AbstractWe have measured the U–Pb age of zircon grains separated from podiform chromitites from the Luobusa ophiolite, Southern Tibet, using laser ablation microprobe – inductively coupled plasma mass spectrometer (LA‐IC‐PMS), to determine the age relationship between the podiform chromitites and the host mantle peridotite. Spot analyses with LA‐IC‐PMS, assisted by cathodoluminescence images gave a wide age range, from the Cretaceous to the Late Archean (ca 100–2700 Ma). The minimum ages of ca 100 Ma, plotted on the concordia curve, were slightly lower than the metasomatic (magmatic) event in the supra‐subduction zone (120 ± 10 Ma), suggesting that the zircons suffered some Pb loss. However, most of the ages found are much older than those of the chromitite and ophiolite formation.

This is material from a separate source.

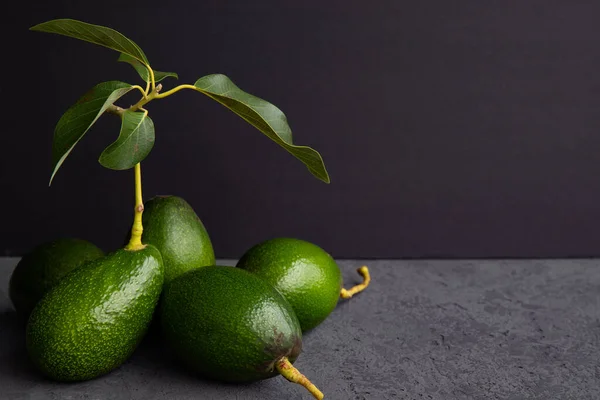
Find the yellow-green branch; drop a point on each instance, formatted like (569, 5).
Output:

Laser Raman spectroscopy analyses revealed that the zircons recovered from the chromitites contain crustal mineral inclusions, such as quartz and K‐feldspar, but lack mantle minerals (e.g., olivine, pyroxene, and chromite), suggesting that they had a crustal origin. The results indicate that crustal zircons in chromitites had a xenocrystic origin and resided in the mantle peridotite for a long period before being entrained into the chromitite during its formation. This indicates that the mantle peridotite under the Neo‐Tethys Ocean was affected by the crustal material contamination. Our results are consistent with previous reports that mid‐oceanic ridge basalts in the Indian Ocean have the isotopic signature of crustal material contamination. From these results, and previous isotopic studies on Gondwana geology, we conclude that ancient zircons from podiform chromitites could provide evidence of crustal material being recycled through the upper mantle.